Bölgenin genelinde "Sibirya" soğukları felç ediyor.

Kar, tipi ve fırtına. Hava sıcaklığı eksi 10'ların da ötesinde.

Yani keskin ve dondurucu bir kış geçireceğiz.

Şu an ki; meteorolojinin "tahminleri" ve uyarıları; bunu gösteriyor.

Yani. Önümüzdeki günlerde hava daha da soğuyacak.
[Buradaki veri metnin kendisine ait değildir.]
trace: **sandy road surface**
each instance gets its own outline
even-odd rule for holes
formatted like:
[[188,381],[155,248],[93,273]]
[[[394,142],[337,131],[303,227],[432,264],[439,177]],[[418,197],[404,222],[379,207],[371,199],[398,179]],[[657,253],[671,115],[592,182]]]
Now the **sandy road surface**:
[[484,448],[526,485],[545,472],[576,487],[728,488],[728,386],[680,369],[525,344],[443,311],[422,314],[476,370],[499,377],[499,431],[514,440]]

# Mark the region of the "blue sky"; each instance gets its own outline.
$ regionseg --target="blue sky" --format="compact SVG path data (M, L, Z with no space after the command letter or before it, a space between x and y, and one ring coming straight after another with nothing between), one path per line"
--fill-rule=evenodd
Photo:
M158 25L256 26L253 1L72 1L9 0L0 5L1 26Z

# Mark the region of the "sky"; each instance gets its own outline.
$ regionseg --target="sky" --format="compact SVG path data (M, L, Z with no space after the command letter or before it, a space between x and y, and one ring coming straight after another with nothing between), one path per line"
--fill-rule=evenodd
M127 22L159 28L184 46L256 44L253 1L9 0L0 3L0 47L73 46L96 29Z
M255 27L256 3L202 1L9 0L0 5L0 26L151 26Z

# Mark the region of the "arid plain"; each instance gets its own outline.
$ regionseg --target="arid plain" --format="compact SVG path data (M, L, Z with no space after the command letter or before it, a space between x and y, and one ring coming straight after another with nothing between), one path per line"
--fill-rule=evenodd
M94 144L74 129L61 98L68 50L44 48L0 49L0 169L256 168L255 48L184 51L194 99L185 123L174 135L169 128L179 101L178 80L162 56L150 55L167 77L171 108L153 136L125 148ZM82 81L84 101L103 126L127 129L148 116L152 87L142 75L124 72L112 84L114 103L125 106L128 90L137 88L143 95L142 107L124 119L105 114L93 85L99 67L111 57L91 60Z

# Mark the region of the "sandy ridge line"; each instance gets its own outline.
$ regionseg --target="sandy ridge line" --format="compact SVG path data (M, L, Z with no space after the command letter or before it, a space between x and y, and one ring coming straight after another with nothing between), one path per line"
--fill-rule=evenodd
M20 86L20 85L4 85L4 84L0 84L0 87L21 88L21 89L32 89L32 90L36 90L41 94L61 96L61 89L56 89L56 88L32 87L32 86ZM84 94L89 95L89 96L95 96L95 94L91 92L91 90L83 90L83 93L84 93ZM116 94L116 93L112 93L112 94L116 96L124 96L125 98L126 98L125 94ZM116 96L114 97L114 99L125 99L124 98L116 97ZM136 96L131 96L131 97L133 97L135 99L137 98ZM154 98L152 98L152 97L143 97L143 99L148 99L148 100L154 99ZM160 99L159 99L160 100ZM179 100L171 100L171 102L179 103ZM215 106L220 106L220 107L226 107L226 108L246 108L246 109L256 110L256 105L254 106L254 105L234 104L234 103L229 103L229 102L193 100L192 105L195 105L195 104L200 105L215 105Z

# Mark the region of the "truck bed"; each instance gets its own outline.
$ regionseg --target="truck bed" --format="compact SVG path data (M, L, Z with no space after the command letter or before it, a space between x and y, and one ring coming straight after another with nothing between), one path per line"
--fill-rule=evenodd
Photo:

Evet. Bildiğiniz gibi; her mevsimin kendisine özgü "güzelliği" olduğu kadar, bezdirici ve hoş gelmeyen tarafları da vardır.

Nasıl ki; Yaz döneminde "kavurucu" sıcaktan yakınıyorsak. Bugün de; "dondurucu" soğuktan yakınıyoruz.

Tıpkı; sosyal yaşamın güzel ve çirkin taraflarının oluşu gibi.

***

Neyse. Sohbetimizin konusu; ne dondurucu soğuklar.

Ne de kış mevsiminden yakınışımız.

Mevzumuz Mahalli Seçimlerin "estirdiği sıcak" hava.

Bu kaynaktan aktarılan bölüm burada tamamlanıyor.